[ 
https://issues.apache.org/jira/browse/PHOENIX-4372?page=com.atlassian.jira.plugin.system.issuetabpanels:comment-tabpanel&focusedCommentId=16258181#comment-16258181
 ] 

Pedro Boado edited comment on PHOENIX-4372 at 11/19/17 1:45 PM:
----------------------------------------------------------------

OK I'll do my best. After pulling latest changes from 4.x-HBase-1.2 and running 
IT I'm getting only 5 failures in the {{NeedsOwnMiniClusterTest}} category.

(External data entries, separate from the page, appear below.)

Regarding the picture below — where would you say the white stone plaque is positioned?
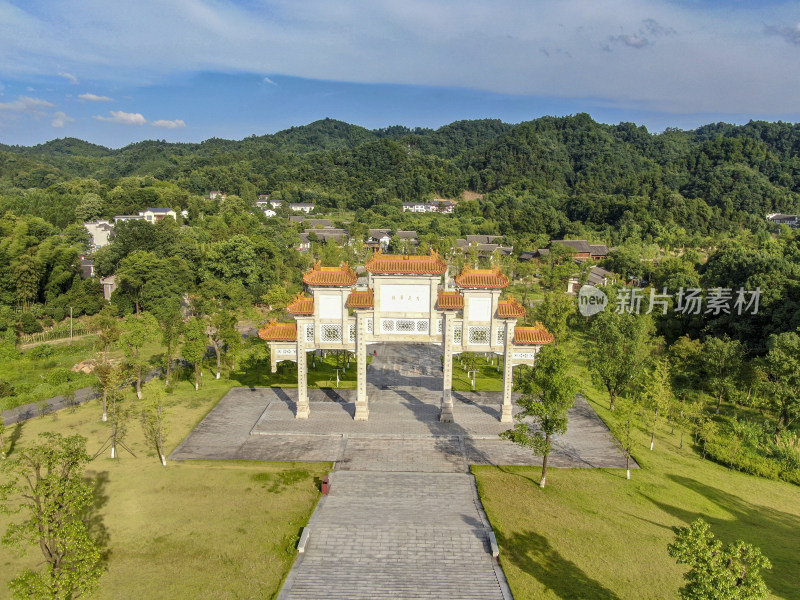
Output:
[469,298,492,321]
[319,294,342,319]
[381,284,431,313]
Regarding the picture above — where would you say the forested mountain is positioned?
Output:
[0,114,800,242]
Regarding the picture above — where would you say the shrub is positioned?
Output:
[0,379,16,398]
[17,312,42,334]
[44,368,73,387]
[25,344,54,360]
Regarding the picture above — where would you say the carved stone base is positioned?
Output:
[353,402,369,421]
[296,400,311,419]
[439,391,453,423]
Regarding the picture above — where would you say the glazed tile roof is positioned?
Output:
[436,291,464,310]
[286,292,314,315]
[303,261,358,287]
[258,319,297,342]
[497,298,525,319]
[514,323,555,346]
[456,267,509,288]
[347,290,375,308]
[364,252,447,275]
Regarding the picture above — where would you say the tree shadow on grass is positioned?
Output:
[83,471,111,565]
[643,474,800,598]
[497,531,619,600]
[6,421,25,457]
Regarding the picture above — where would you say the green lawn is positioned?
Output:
[0,338,95,410]
[453,354,503,392]
[0,370,331,600]
[473,330,800,600]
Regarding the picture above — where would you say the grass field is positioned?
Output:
[0,371,330,600]
[473,330,800,600]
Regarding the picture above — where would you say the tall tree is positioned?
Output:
[759,332,800,433]
[0,433,102,600]
[500,345,578,487]
[119,312,158,400]
[140,379,169,467]
[703,335,744,414]
[182,317,207,391]
[642,358,673,450]
[668,519,772,600]
[588,311,653,410]
[533,290,575,342]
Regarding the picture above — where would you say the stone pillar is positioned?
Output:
[297,323,311,419]
[353,311,369,421]
[500,319,517,423]
[439,311,456,423]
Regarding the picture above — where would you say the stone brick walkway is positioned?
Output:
[171,346,636,600]
[279,471,511,600]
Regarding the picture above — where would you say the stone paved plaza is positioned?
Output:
[171,346,636,600]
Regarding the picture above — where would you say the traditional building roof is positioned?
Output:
[258,319,297,342]
[514,323,555,346]
[364,251,447,275]
[550,240,592,254]
[456,267,509,288]
[497,298,525,319]
[286,292,314,315]
[436,291,464,310]
[303,261,358,287]
[347,290,375,308]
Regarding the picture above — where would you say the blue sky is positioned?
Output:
[0,0,800,147]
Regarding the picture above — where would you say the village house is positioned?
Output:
[83,220,114,252]
[139,208,178,223]
[767,213,800,229]
[567,266,617,294]
[289,202,314,214]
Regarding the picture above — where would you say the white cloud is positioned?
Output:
[0,96,55,113]
[0,0,800,114]
[78,94,114,102]
[150,119,186,129]
[50,111,75,129]
[764,23,800,46]
[58,73,80,85]
[94,110,147,125]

Two of them ( {{RegexBulkLoadToolIT}}, {{CsvBulkLoadToolIT}} ) are failing with 
( return value -1 ) and this error

{code}
java.lang.Exception: java.lang.IllegalArgumentException: Can't read partitions 
file
        at 
org.apache.hadoop.mapred.LocalJobRunner$Job.run(LocalJobRunner.java:406)
Caused by: java.lang.IllegalArgumentException: Can't read partitions file
        at 
org.apache.hadoop.mapreduce.lib.partition.TotalOrderPartitioner.setConf(TotalOrderPartitioner.java:108)
        at 
org.apache.hadoop.util.ReflectionUtils.setConf(ReflectionUtils.java:73)
        at 
org.apache.hadoop.util.ReflectionUtils.newInstance(ReflectionUtils.java:133)
        at 
org.apache.hadoop.mapred.MapTask$NewOutputCollector.<init>(MapTask.java:587)
        at org.apache.hadoop.mapred.MapTask.runNewMapper(MapTask.java:656)
        at org.apache.hadoop.mapred.MapTask.run(MapTask.java:330)
        at 
org.apache.hadoop.mapred.LocalJobRunner$Job$MapTaskRunnable.run(LocalJobRunner.java:268)
        at 
java.util.concurrent.Executors$RunnableAdapter.call(Executors.java:471)
        at java.util.concurrent.FutureTask.run(FutureTask.java:262)
        at 
java.util.concurrent.ThreadPoolExecutor.runWorker(ThreadPoolExecutor.java:1145)
        at 
java.util.concurrent.ThreadPoolExecutor$Worker.run(ThreadPoolExecutor.java:615)
        at java.lang.Thread.run(Thread.java:745)
Caused by: java.io.IOException: Wrong number of partitions in keyset
        at 
org.apache.hadoop.mapreduce.lib.partition.TotalOrderPartitioner.setConf(TotalOrderPartitioner.java:82)
        ... 11 more
{code}

I've tracked the error down to 
{{org.apache.hadoop.mapreduce.lib.partition.TotalOrderPartitioner}} . In method 
{{setConf()}} it's failing in this check

{code}
            if (splitPoints.length != job.getNumReduceTasks() - 1) {
                throw new IOException("Wrong number of partitions in keyset");
{code}

{{splitPoints.length}} value is 2 ( what it should be ) but 
{{job.getNumReduceTasks()}} is 1. This is caused by this difference ( 
Cloudera's HBase is compiled with Hadoop Profile 1.1 )

{code}
[INFO] +- org.apache.hbase:hbase-common:jar:1.2.0-cdh5.11.2:compile
[INFO] |  \- org.apache.hadoop:hadoop-core:jar:2.6.0-mr1-cdh5.11.2:compile
{code}
 
This is caused by CDH's implementation of {{LocalJobRunner.Job}} class having a 
hard restriction limiting the number of reducers to 1: 

{code:java}
                // method LocalJobRunner.Job.run()
                TaskSplitMetaInfo[] taskSplitMetaInfos = 
SplitMetaInfoReader.readSplitMetaInfo(jobId, this.localFs, 
LocalJobRunner.this.conf, this.systemJobDir);
                int numReduceTasks = this.job.getNumReduceTasks();
                if (numReduceTasks > 1 || numReduceTasks < 0) {
                    numReduceTasks = 1;
                    this.job.setNumReduceTasks(1);
                }
{code}

It looks like this makes impossible for any MR test to run properly in CDH. The 
restriction does not exist in the "real" mapreduce engine (I've run 
CSVBulkImport tool before in CDH) but only in the LocalJobRunner.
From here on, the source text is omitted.